The charges closely followed a report in Newsweek — later retracted — that American soldiers flushed a Koran down the toilet at the Guantanamo Bay (search) prison in Cuba. The report set off deadly riots in the Muslim world.

The Pentagon later issued a report of its own in which the military acknowledged five instances of mistreatment of the Koran at Guantanamo Bay.

The charges against Israeli soldiers originally surfaced on Tuesday, when prisoners charged that soldiers tore three Korans and stepped on them. In a later version, they said soldiers ripped pages out of one Koran.

The Israeli Prisons Authority had its own conflicting versions on Tuesday as well. At first, a spokesman said that as a soldier searched an old Koran, pages fell from it, and he put them back.

Later that day, the authority showed reporters the book they said was at the center of the affair. The pages that were replaced were larger than those in the rest of the book, and the Prisons Authority concluded the whole matter was a fabrication by the Palestinian prisoners.

On Wednesday, Prisons Authority official Orit Stelser said the pictures and new charges were fabricated.

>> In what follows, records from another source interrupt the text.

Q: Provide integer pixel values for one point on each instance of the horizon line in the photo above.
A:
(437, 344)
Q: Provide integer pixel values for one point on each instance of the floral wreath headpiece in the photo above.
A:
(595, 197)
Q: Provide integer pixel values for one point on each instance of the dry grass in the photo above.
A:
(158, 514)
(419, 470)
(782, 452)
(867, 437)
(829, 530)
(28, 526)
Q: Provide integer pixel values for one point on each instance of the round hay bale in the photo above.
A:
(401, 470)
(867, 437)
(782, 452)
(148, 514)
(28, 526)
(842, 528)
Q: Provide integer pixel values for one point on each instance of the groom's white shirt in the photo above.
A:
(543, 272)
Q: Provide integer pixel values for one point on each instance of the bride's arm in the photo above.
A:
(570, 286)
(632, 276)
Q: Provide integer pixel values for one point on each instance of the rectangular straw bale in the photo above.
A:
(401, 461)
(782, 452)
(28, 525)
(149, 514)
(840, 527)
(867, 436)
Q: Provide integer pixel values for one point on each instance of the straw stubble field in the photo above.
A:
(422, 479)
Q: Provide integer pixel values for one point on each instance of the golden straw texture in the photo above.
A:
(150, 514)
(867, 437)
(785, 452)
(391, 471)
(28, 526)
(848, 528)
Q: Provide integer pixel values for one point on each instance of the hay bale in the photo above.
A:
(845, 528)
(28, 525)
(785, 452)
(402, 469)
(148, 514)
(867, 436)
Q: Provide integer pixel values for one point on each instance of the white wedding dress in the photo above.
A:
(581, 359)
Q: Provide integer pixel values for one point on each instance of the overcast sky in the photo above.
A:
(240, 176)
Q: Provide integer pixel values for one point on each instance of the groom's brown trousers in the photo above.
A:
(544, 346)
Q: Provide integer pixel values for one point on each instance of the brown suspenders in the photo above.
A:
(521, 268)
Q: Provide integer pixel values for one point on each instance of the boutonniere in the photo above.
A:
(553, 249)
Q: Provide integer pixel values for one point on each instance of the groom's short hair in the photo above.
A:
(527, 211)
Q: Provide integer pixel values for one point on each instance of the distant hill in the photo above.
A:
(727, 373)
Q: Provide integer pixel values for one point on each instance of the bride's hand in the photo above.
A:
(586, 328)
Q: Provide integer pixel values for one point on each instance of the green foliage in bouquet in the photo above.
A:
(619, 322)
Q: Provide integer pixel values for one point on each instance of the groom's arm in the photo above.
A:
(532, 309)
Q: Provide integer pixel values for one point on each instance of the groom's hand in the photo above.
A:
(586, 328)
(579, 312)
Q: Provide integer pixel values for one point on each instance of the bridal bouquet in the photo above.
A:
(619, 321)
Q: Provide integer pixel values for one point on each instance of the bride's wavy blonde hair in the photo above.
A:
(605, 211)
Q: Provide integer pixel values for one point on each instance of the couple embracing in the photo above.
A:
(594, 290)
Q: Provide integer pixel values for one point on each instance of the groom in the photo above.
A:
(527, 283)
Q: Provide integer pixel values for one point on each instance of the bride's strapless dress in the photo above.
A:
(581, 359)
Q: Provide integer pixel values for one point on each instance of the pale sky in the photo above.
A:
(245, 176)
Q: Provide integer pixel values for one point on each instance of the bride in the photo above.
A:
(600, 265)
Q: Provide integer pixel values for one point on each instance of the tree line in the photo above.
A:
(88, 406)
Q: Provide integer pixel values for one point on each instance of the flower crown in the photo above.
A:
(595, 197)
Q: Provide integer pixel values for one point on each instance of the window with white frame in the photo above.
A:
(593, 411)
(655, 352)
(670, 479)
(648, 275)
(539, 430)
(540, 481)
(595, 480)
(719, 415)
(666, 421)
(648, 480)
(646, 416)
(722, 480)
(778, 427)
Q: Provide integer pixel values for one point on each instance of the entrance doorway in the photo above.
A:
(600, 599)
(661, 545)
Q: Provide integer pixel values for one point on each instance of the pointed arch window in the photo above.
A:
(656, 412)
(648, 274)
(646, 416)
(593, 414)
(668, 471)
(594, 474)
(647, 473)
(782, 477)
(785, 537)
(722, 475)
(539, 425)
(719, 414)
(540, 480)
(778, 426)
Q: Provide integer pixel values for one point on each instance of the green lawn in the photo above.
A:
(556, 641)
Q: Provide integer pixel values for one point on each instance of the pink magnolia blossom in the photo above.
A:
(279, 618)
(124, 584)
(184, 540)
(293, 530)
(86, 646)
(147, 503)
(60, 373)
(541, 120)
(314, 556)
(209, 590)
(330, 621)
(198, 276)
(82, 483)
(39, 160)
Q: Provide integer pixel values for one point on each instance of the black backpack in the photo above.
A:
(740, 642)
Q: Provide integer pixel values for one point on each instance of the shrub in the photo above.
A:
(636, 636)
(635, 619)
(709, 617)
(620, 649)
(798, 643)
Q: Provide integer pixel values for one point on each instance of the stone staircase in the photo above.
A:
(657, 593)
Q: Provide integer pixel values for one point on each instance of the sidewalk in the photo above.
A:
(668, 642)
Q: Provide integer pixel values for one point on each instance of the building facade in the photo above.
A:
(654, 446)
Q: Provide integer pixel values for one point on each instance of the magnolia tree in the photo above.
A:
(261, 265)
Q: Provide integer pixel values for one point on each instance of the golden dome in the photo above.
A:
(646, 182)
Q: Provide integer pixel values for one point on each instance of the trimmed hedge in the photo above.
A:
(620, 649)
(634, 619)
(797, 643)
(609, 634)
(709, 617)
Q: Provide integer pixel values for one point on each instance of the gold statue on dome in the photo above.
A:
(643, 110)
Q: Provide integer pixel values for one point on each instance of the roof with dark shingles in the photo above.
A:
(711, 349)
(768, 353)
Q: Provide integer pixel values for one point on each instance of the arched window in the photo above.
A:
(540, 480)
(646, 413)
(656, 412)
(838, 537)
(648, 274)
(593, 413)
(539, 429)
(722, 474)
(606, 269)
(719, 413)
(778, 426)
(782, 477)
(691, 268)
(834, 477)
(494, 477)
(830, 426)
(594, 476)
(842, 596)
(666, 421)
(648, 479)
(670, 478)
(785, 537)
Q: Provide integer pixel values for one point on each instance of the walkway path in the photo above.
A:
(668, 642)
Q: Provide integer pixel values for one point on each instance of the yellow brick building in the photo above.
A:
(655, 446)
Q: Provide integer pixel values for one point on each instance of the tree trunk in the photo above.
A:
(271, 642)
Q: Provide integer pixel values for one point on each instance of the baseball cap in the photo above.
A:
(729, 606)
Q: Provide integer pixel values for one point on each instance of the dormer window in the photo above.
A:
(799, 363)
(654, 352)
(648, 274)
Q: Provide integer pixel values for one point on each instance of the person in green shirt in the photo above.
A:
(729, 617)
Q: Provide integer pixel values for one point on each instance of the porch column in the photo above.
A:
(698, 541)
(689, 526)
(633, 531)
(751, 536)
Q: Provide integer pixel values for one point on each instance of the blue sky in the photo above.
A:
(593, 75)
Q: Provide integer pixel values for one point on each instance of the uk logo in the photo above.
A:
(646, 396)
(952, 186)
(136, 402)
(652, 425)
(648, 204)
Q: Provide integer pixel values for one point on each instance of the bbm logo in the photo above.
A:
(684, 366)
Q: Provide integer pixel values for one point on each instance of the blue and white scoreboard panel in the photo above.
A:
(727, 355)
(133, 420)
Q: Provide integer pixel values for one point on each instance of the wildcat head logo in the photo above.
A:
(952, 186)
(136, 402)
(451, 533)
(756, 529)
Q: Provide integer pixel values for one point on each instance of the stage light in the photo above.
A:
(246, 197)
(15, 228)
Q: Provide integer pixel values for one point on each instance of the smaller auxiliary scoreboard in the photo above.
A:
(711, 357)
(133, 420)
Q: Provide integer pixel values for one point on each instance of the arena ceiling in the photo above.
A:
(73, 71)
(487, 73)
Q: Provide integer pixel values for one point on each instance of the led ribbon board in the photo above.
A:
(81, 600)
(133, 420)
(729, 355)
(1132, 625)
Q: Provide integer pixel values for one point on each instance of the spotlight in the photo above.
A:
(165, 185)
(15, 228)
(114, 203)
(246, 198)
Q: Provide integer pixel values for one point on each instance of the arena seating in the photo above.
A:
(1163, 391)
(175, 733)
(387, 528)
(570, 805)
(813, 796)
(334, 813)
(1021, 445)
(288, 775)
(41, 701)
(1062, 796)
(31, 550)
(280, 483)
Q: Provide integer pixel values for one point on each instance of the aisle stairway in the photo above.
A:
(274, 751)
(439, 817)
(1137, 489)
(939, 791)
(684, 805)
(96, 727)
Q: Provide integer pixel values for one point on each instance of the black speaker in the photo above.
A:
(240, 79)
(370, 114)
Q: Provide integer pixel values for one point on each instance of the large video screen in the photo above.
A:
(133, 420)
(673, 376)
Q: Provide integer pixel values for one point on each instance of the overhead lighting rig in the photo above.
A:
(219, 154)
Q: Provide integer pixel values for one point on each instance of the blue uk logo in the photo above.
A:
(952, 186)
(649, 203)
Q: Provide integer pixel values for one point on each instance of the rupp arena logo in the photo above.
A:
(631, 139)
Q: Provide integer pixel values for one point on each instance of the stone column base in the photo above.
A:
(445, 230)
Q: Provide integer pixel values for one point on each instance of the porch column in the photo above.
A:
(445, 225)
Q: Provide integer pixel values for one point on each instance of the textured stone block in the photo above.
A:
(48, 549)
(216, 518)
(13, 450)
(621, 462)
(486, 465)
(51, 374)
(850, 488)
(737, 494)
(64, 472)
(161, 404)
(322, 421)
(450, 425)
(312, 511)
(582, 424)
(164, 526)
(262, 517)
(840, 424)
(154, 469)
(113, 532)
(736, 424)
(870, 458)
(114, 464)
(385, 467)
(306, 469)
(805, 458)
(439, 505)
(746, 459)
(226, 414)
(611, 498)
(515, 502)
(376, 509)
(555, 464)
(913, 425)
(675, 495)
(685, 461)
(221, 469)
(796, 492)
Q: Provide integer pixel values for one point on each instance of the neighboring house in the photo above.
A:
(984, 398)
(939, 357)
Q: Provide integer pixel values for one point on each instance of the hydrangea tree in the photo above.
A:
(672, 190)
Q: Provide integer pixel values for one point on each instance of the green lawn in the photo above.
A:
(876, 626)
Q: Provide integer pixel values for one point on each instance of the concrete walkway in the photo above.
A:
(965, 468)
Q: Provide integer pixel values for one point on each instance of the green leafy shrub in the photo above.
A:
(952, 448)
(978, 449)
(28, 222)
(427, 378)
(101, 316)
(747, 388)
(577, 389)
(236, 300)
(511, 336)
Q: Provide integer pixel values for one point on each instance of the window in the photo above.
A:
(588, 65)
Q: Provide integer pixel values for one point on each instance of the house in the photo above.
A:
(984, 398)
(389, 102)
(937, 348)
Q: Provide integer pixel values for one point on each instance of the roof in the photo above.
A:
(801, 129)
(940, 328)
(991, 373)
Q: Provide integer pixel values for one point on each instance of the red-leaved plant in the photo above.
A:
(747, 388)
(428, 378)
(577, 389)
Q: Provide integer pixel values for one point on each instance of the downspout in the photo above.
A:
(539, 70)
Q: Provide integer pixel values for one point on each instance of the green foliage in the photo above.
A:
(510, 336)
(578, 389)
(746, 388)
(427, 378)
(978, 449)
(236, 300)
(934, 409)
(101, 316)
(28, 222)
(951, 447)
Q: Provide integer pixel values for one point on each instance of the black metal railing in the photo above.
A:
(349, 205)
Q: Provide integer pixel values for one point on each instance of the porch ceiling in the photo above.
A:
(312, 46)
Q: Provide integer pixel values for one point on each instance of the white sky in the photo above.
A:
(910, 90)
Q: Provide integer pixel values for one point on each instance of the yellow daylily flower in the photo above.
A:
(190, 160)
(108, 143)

During the search on Tuesday morning, soldiers confiscated dozens of cellular phones, forbidden among the prisoners. Stelser said it was unlikely that there were many left behind to take such pictures.

"They have staged things like this in the past," she said. "This is staged." She noted the early, conflicting stories and said, "If there were really torn Korans, they would have presented them then. There are no more books, period."

The pictures transmitted Wednesday showed Korans with several pages torn in the middle. It was impossible to tell from the pictures themselves where they were taken or when.